Dilution is not something to be feared. It is something to be respected. Let me explain.
Dilution is a much talked-about topic among company founders, angel investors, and venture capitalists. Founders are understandably fearful of any dilution of their stake in the company. A company's founder always starts off owning 100% of the company. Then, the founder may sell off pieces of the company to key executives and employees, strategic partners, sources of equity capital, and others. Each time a new party gets new shares of stock from the company, all of the existing shareholders get diluted and own less of the company.

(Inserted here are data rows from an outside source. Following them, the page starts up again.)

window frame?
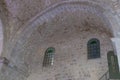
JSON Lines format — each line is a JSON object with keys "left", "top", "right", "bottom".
{"left": 87, "top": 38, "right": 100, "bottom": 59}
{"left": 43, "top": 47, "right": 55, "bottom": 67}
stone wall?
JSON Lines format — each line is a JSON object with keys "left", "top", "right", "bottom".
{"left": 26, "top": 21, "right": 113, "bottom": 80}
{"left": 0, "top": 0, "right": 119, "bottom": 59}
{"left": 14, "top": 10, "right": 113, "bottom": 80}
{"left": 0, "top": 0, "right": 120, "bottom": 80}
{"left": 27, "top": 37, "right": 112, "bottom": 80}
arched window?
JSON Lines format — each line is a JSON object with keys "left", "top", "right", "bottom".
{"left": 43, "top": 47, "right": 55, "bottom": 67}
{"left": 87, "top": 38, "right": 100, "bottom": 59}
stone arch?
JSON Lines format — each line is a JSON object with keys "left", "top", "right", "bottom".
{"left": 7, "top": 0, "right": 120, "bottom": 77}
{"left": 14, "top": 0, "right": 118, "bottom": 47}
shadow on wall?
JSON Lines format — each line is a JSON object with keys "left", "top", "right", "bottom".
{"left": 0, "top": 19, "right": 3, "bottom": 56}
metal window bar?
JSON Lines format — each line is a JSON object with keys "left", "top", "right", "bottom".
{"left": 87, "top": 38, "right": 100, "bottom": 59}
{"left": 43, "top": 47, "right": 55, "bottom": 67}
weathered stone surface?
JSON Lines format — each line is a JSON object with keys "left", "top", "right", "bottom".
{"left": 0, "top": 0, "right": 120, "bottom": 80}
{"left": 25, "top": 12, "right": 113, "bottom": 80}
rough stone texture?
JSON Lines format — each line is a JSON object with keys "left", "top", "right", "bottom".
{"left": 7, "top": 11, "right": 113, "bottom": 80}
{"left": 0, "top": 0, "right": 119, "bottom": 58}
{"left": 0, "top": 0, "right": 119, "bottom": 59}
{"left": 24, "top": 12, "right": 113, "bottom": 80}
{"left": 0, "top": 64, "right": 27, "bottom": 80}
{"left": 0, "top": 0, "right": 120, "bottom": 80}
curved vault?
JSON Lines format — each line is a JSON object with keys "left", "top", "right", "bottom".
{"left": 14, "top": 1, "right": 115, "bottom": 45}
{"left": 11, "top": 0, "right": 114, "bottom": 73}
{"left": 25, "top": 2, "right": 115, "bottom": 79}
{"left": 12, "top": 1, "right": 115, "bottom": 47}
{"left": 2, "top": 1, "right": 118, "bottom": 79}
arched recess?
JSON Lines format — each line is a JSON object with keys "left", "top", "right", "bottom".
{"left": 13, "top": 0, "right": 118, "bottom": 47}
{"left": 7, "top": 0, "right": 120, "bottom": 76}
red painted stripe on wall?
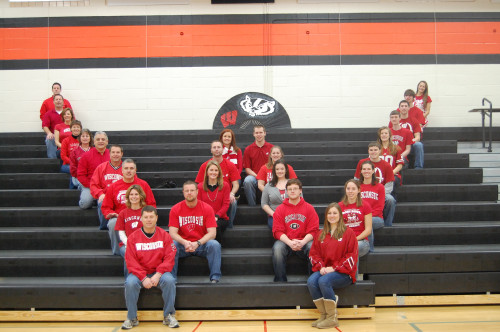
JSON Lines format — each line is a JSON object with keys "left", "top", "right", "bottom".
{"left": 1, "top": 22, "right": 499, "bottom": 60}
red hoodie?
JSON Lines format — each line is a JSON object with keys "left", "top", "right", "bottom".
{"left": 309, "top": 227, "right": 358, "bottom": 282}
{"left": 101, "top": 177, "right": 156, "bottom": 218}
{"left": 272, "top": 198, "right": 319, "bottom": 241}
{"left": 77, "top": 148, "right": 110, "bottom": 188}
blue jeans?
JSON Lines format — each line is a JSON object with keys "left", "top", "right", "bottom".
{"left": 78, "top": 185, "right": 94, "bottom": 209}
{"left": 368, "top": 216, "right": 385, "bottom": 252}
{"left": 307, "top": 271, "right": 352, "bottom": 300}
{"left": 411, "top": 142, "right": 424, "bottom": 169}
{"left": 60, "top": 164, "right": 78, "bottom": 189}
{"left": 119, "top": 245, "right": 129, "bottom": 278}
{"left": 172, "top": 240, "right": 222, "bottom": 281}
{"left": 272, "top": 240, "right": 312, "bottom": 282}
{"left": 383, "top": 193, "right": 396, "bottom": 227}
{"left": 107, "top": 217, "right": 120, "bottom": 256}
{"left": 46, "top": 138, "right": 57, "bottom": 159}
{"left": 227, "top": 200, "right": 237, "bottom": 228}
{"left": 243, "top": 175, "right": 257, "bottom": 206}
{"left": 97, "top": 200, "right": 108, "bottom": 230}
{"left": 267, "top": 216, "right": 273, "bottom": 229}
{"left": 124, "top": 272, "right": 176, "bottom": 320}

At first glance this seems bad - the founder used to own 100% of the company and now he owns less, often much less. But what did he get in return? Hopefully, by issuing stock to key executives and employees the founder was able to recruit and retain a highly motivated management team. By issuing stock to strategic partners the company got access to exciting new markets. By issuing stock in exchange for equity capital, the company got the funds it needed to complete its prototype, or to build its new factory, or to compensate its sales team.
Any time a company issues new stock the company's board of directors must evaluate whether or not the issuance will expand the size of the pie (the equity value of the company) enough to justify diluting the amount of the pie held by existing shareholders (their repsective percenatge ownership of the company). Of course, no company has a crystal ball, and stock issuances do not always benefit the company. If the board does its job correctly, however, dilution (along with the issuance that caused the dilution) will actually benefit the existing shareholders.
Bill Gates no longer owns 100% of Microsoft, but I imagine that he is quite pleased with the value of the 7% of Microsoft that he owns as of the company's most recent proxy statement!